DURHAM, N.C. -- We've all been asked at routine visits to the doctor to record our family's history with medical problems like cancer, diabetes or heart disease. But when it comes to mental disorders, usually mum's the word.
New findings by researchers at the Duke Institute for Genome Sciences & Policy (IGSP) make a strong case for changing that status quo. They have found that 30 minutes or less of question-and-answer about the family history of depression, anxiety, or substance abuse is enough to predict a patient's approximate risks for developing each disorder and how severe their future illness is likely to be.
"There are lots of kids with behavior problems who may outgrow them on their own without medication, versus the minority with mental illnesses that need treatment," said Terrie Moffitt, a professor of psychology and neuroscience in the IGSP. "Family history is the quickest and cheapest way to sort that out."
Researchers who are on the hunt for genes responsible for mental disorders might also take advantage of the discovery, added Avshalom Caspi, an IGSP investigator and professor of psychology and neuroscience. "It suggests they may be better off selecting people with more serious illness or, better still, collecting family history information directly," he said.
That mental illnesses tend to run in families is certainly no surprise. In fact, psychiatric conditions are some of the most heritable of all disorders. But the link between family history and the seriousness of psychiatric disease has been less certain.
Moffitt, Caspi and their colleagues looked to 981 New Zealanders born at a single hospital in 1972 or 1973, who are participants in what is known as the Dunedin Study.

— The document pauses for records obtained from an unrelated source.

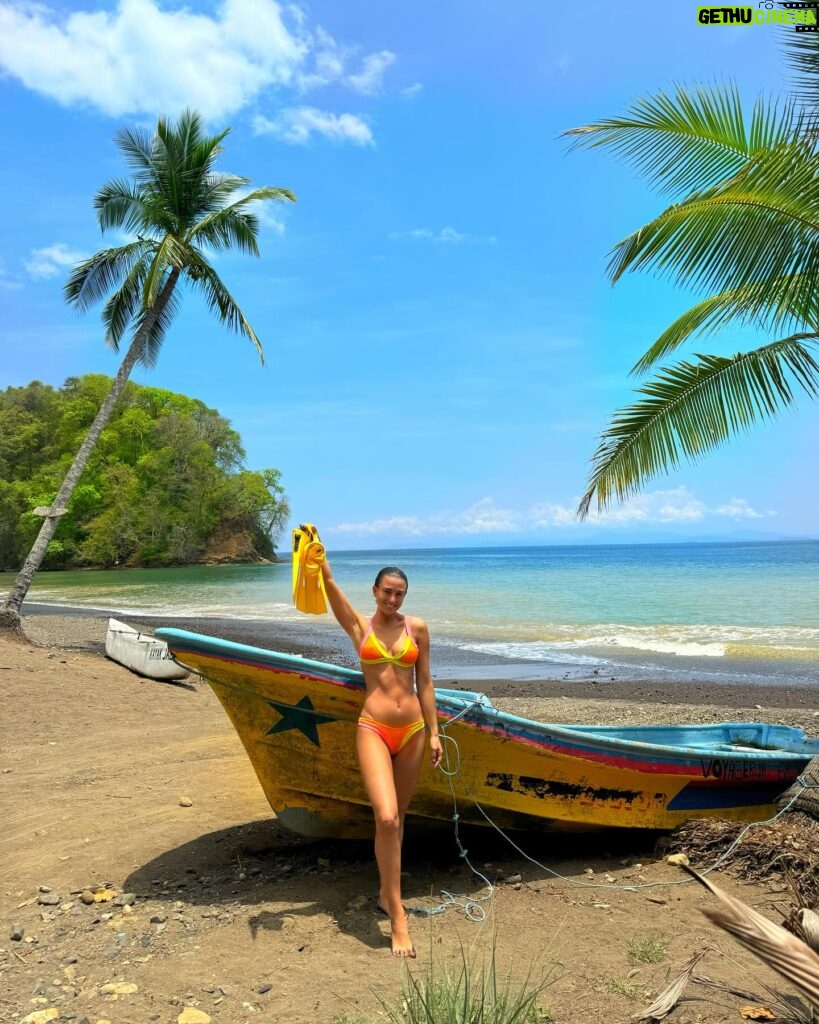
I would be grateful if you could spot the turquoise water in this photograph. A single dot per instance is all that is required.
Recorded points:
(708, 610)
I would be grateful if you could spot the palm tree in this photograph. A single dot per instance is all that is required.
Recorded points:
(744, 229)
(178, 209)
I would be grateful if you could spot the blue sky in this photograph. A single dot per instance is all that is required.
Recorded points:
(442, 344)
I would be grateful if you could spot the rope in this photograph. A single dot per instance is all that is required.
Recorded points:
(472, 907)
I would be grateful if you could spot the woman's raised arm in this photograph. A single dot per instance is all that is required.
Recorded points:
(348, 619)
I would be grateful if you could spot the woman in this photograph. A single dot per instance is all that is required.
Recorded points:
(399, 705)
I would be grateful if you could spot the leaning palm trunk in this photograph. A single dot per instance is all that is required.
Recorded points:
(177, 208)
(9, 616)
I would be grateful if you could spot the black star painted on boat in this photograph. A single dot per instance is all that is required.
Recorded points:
(301, 717)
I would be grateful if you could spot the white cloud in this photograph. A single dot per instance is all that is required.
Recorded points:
(269, 214)
(141, 57)
(299, 124)
(370, 79)
(677, 506)
(51, 260)
(738, 508)
(446, 236)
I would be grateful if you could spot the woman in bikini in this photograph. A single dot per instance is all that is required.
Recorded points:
(399, 704)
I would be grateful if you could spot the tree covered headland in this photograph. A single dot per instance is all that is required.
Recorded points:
(165, 485)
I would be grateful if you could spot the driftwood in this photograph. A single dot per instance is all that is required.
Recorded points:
(805, 791)
(785, 851)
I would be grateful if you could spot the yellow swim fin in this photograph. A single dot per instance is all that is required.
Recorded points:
(308, 584)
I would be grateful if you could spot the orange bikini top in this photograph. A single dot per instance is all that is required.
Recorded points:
(373, 650)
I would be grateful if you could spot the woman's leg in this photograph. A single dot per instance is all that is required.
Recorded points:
(389, 785)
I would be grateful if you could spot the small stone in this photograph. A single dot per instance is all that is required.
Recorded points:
(119, 988)
(192, 1016)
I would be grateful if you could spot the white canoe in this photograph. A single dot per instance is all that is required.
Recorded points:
(141, 652)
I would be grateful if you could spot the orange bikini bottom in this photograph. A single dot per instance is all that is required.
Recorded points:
(395, 736)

Researchers have been tracking the physical and mental health and lifestyles of those enrolled in the longitudinal study since they were 3 years old.
In this case, Caspi and Moffitt's team tested each individual's personal experience with depression, anxiety, alcohol dependence and drug dependence in relation to their family history "scores" - the proportion of their grandparents, parents and siblings over age 10 who were affected. The analysis shows that family history can predict a more recurrent course of each of the four disorders. It is also indicative of those more likely to suffer a worse impairment and to make greater use of mental health services. Contrary to earlier reports, those with a stronger family history did not necessarily develop their disorders at an earlier age.

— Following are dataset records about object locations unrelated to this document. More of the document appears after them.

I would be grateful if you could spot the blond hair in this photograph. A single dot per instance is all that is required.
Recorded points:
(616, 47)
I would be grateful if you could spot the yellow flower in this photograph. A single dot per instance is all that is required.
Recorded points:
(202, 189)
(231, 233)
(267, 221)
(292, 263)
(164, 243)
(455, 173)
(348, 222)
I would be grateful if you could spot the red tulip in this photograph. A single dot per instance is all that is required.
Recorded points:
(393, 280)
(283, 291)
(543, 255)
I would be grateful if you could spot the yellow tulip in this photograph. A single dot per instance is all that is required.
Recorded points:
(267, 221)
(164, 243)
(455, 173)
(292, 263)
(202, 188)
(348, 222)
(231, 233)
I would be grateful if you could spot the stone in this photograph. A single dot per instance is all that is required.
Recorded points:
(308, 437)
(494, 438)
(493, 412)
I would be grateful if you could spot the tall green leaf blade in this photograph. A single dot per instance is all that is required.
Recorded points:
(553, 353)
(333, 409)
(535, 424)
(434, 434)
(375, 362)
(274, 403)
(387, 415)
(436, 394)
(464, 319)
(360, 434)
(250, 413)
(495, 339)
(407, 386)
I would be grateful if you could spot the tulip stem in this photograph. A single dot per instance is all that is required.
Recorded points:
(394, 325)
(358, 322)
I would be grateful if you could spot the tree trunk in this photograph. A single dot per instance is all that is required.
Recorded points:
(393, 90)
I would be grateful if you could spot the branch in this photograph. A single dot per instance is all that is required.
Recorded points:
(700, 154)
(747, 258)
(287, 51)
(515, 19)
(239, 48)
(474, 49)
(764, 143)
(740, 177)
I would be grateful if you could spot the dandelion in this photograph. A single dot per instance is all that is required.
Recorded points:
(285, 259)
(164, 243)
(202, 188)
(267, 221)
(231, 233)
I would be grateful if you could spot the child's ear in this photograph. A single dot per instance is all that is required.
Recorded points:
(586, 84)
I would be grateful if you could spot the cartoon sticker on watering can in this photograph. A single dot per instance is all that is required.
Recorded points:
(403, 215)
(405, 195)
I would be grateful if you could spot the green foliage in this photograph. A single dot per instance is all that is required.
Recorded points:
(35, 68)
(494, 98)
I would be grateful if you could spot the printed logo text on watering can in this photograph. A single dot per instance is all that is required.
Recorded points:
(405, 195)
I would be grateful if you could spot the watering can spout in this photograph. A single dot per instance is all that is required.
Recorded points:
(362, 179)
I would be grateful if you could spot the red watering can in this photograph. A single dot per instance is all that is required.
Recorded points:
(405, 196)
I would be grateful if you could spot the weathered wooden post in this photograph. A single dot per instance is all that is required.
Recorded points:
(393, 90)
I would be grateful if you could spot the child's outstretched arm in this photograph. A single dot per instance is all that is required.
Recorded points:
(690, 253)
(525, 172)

Family history could be used to identify those in need of early intervention or more aggressive treatment, the researchers said. But if a few, simple questions could have that much value, why has family history been ignored for so long?
Moffitt said that health professionals have shied away from questioning people about their family history of mental illnesses because of the stigma attached to them. "There's a sense that families are not as open about mental disorders -- that people may not know or may make incorrect assumptions," she said.
The new findings suggest those concerns may be overblown. One key, they say, is in how you go about asking the questions.
For example, instead of asking each person if any of their relatives had a history of anxiety disorder outright, the researchers asked, "Has anyone on the list of family members ever had a sudden spell or attack in which they felt panicked?" If the interviewee came up with a name, they were then asked, "Did this person have several attacks of extreme fear or panic, even though there was nothing to be afraid of?"
There is another very practical reason that those in the mental health profession don't ask about family history. The "bible of psychiatry," officially known as The Diagnostic and Statistical Manual of Mental Disorders (DSM), makes no mention of it. The DSM is the primary tool for making mental health diagnoses and delivering mental healthcare in the U.S. and, to some extent, in other countries around the world.
"There's nothing about family history in the DSM even though it may be the most important," Moffitt said. There will soon be an opening to fix that. Experts including Moffitt are now in the process of revising the DSM, which is currently in its fourth edition. The next edition, DSM-V, is due for publication in 2012.
Coauthors on the study include HonaLee Harrington of Duke; Barry Milne of the University of Auckland; Michael Rutter of King's College London; and Richie Poulton of the University of Otago. The original report appears in the July 2009 issue of Archives of General Psychiatry.